Introduction
The evaluation of DNA diversity in environmental samples has become a pivotal approach in microbial ecology and is increasingly also used to assess the distribution of larger organisms . If a core gene can be amplified from environmental DNA with universal primers, the relative abundance of species in the community can be estimated from the proportions of species-specific variants among the amplicons. High throughput amplicon sequencing (HTAS), often termed metabarcoding, is a cost-effective way to detect multiple species simultaneously within a range of environmental samples . While shotgun sequencing of the whole community (metagenomics) can provide a richer description of the functions in a community, HTAS remains a more efficient tool for comparing the species diversity of a large number of community samples. Despite the extensive use of HTAS for interspecies ecological diversity studies, few investigations have utilised HTAS for intraspecies analysis . As 16S rRNA amplicons are too highly conserved to estimate microbial within-species diversity, other target gene candidates need to be considered in order to sufficiently discern intraspecies sequence variation.
Many studies have evaluated the extent of PCR-based amplification errors and bias for HTAS diversity studies . Numerous known PCR biases reduce the accuracy of diversity and abundance estimations, with the major concern being the inability to confidently distinguish PCR error from natural sequence variation in environmental samples, which is an especially limiting factor for intraspecific studies.
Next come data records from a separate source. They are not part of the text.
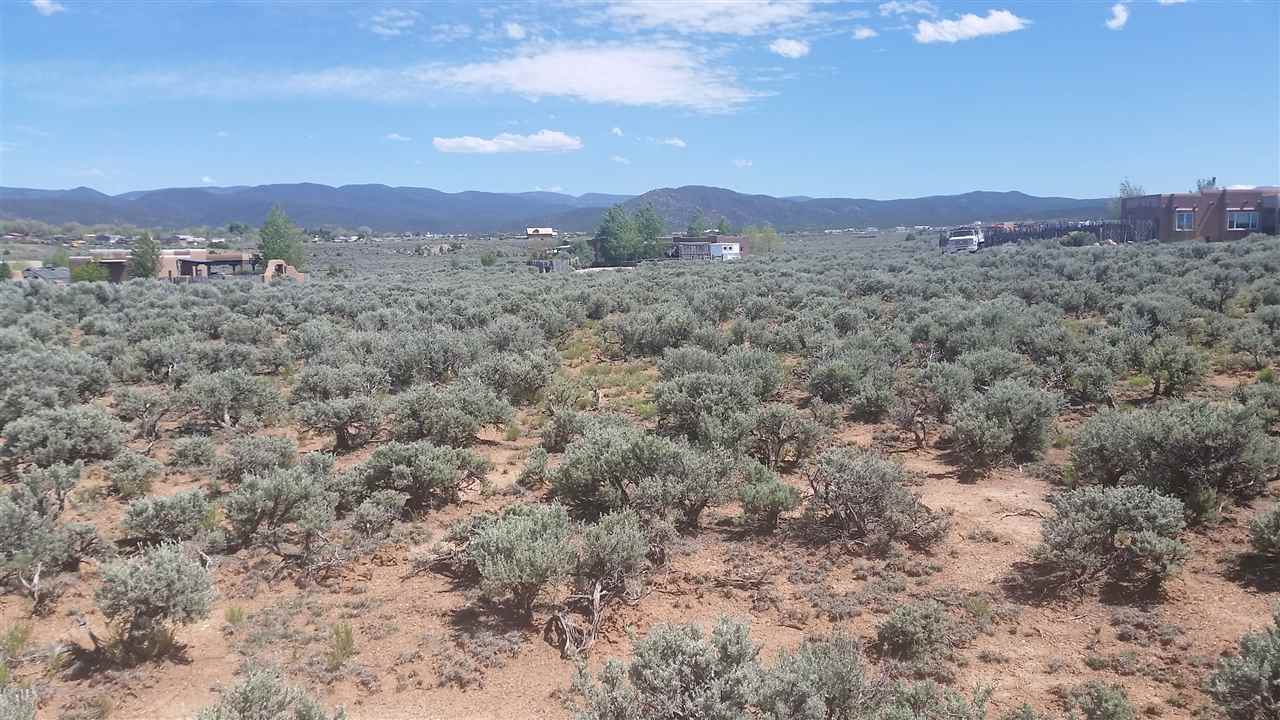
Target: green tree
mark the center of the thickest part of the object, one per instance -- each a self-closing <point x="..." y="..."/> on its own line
<point x="617" y="238"/>
<point x="145" y="259"/>
<point x="698" y="224"/>
<point x="90" y="272"/>
<point x="282" y="238"/>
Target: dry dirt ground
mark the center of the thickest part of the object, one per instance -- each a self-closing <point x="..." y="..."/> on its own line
<point x="408" y="627"/>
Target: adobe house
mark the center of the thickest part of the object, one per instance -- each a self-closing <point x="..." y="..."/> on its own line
<point x="1212" y="214"/>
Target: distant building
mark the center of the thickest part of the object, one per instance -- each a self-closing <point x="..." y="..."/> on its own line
<point x="1211" y="214"/>
<point x="694" y="247"/>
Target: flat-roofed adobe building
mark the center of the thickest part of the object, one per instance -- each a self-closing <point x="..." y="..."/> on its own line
<point x="1211" y="214"/>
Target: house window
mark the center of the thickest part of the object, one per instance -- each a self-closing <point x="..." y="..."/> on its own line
<point x="1242" y="219"/>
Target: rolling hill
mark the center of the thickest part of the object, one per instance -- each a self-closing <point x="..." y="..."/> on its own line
<point x="384" y="208"/>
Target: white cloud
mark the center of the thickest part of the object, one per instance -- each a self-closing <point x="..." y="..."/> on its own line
<point x="656" y="74"/>
<point x="969" y="26"/>
<point x="726" y="17"/>
<point x="1119" y="16"/>
<point x="789" y="48"/>
<point x="540" y="141"/>
<point x="48" y="7"/>
<point x="447" y="32"/>
<point x="908" y="8"/>
<point x="393" y="22"/>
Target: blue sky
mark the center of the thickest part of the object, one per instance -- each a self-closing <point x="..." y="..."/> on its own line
<point x="881" y="100"/>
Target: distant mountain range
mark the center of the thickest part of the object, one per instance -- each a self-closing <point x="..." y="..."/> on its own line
<point x="384" y="208"/>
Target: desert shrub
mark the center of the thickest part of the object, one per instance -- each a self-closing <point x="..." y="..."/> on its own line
<point x="232" y="397"/>
<point x="781" y="434"/>
<point x="675" y="671"/>
<point x="263" y="695"/>
<point x="378" y="513"/>
<point x="254" y="455"/>
<point x="1247" y="686"/>
<point x="279" y="506"/>
<point x="1200" y="452"/>
<point x="429" y="475"/>
<point x="1097" y="701"/>
<point x="63" y="434"/>
<point x="860" y="495"/>
<point x="1125" y="534"/>
<point x="520" y="552"/>
<point x="613" y="551"/>
<point x="699" y="405"/>
<point x="1265" y="533"/>
<point x="533" y="475"/>
<point x="352" y="420"/>
<point x="616" y="465"/>
<point x="764" y="497"/>
<point x="199" y="451"/>
<point x="451" y="415"/>
<point x="1173" y="367"/>
<point x="1009" y="420"/>
<point x="146" y="597"/>
<point x="132" y="473"/>
<point x="176" y="518"/>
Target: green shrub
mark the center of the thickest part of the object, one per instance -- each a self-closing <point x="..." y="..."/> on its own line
<point x="131" y="474"/>
<point x="429" y="475"/>
<point x="1265" y="533"/>
<point x="176" y="518"/>
<point x="197" y="451"/>
<point x="1247" y="686"/>
<point x="1125" y="534"/>
<point x="766" y="497"/>
<point x="862" y="496"/>
<point x="254" y="455"/>
<point x="675" y="671"/>
<point x="521" y="551"/>
<point x="263" y="695"/>
<point x="1200" y="452"/>
<point x="146" y="597"/>
<point x="1097" y="701"/>
<point x="449" y="417"/>
<point x="63" y="434"/>
<point x="1009" y="420"/>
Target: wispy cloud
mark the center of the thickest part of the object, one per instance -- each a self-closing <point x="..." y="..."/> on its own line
<point x="969" y="26"/>
<point x="393" y="22"/>
<point x="723" y="17"/>
<point x="789" y="48"/>
<point x="1119" y="17"/>
<point x="540" y="141"/>
<point x="908" y="8"/>
<point x="48" y="7"/>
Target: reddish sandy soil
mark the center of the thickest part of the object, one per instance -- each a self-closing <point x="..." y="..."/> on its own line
<point x="402" y="620"/>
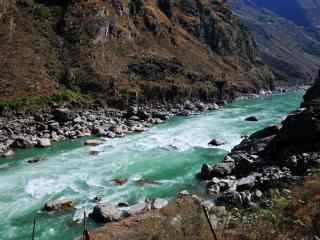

Polymerase errors, production of chimeric sequences by template switching, and the stochasticity of PCR amplification can be major causes of PCR errors . Polymerase errors introduce new sequences into the template population during amplification. These sequence errors include not only substitutions but also insertions and deletions. The use of proofreading polymerases, optimised DNA template concentration, and reduced PCR cycle number have been suggested to reduce these errors .
In order to account for the introduction of sequence variants in PCR amplification, several sequence-classification approaches have been established to manage diversity estimates. The most common method is the use of operational taxonomic units (OTUs) in microbial diversity studies which analyse target gene sequences and cluster based on an arbitrary fixed similarity threshold (QIIME ; UPARSE . Within species boundaries this technique could dramatically reduce the resolution of naturally occurring sequence variation.
Most recent methods rely on the formation of sequence groups called amplicon sequence variants (ASVs) (DADA2, ; UNOISE3, . This approach allows sequence resolution down to one nucleotide, which is advantageous for determining intraspecies allelic variation, but noise from PCR errors is also more evident. Variation induced by PCR errors often cannot be differentiated from rare natural allelic variation without the use of sequence denoising methods . DADA2 relies on a quality-aware parametric error model, which is developed on a per sequencing run basis. This increases the run time compared to UNOISE3, which uses a one-pass technique .
An approach that can reduce sequencing noise is to assign a unique molecular identifier (UMI) to every initial DNA template within an HTAS sample, which also enables evaluation of PCR amplification bias . Additionally, the UMI provides a potential route to address polymerase errors in metabarcoding studies. The UMI is provided by a set of random bases in the gene-specific forward inner primer, which introduces a unique DNA sequence into every initial DNA template upstream of the amplicon region during the first round of amplification. Once all original DNA template strands are assigned a unique UMI, an outer forward primer and the gene-specific reverse primer can be used for further amplification. Consequently, all subsequent DNA amplified from the original template will have the same UMI, so the number of reads amplified from the initial template can be calculated. Grouping sequences by shared UMI allows identification of a consensus, which is assumed to be the correct sequence . To our knowledge, UMIs have previously only been used for single-amplicon interspecies investigations .
Here, we present a method for metabarcoding using amplicons with unique molecular identifiers to improve error correction – MAUI-seq. The innovative approach is that we use variation among sequences associated with a single UMI to identify erroneous sequences, and we show that this improves error correction compared to non-UMI based analysis using the state-of-the-art software packages DADA2 and UNOISE3.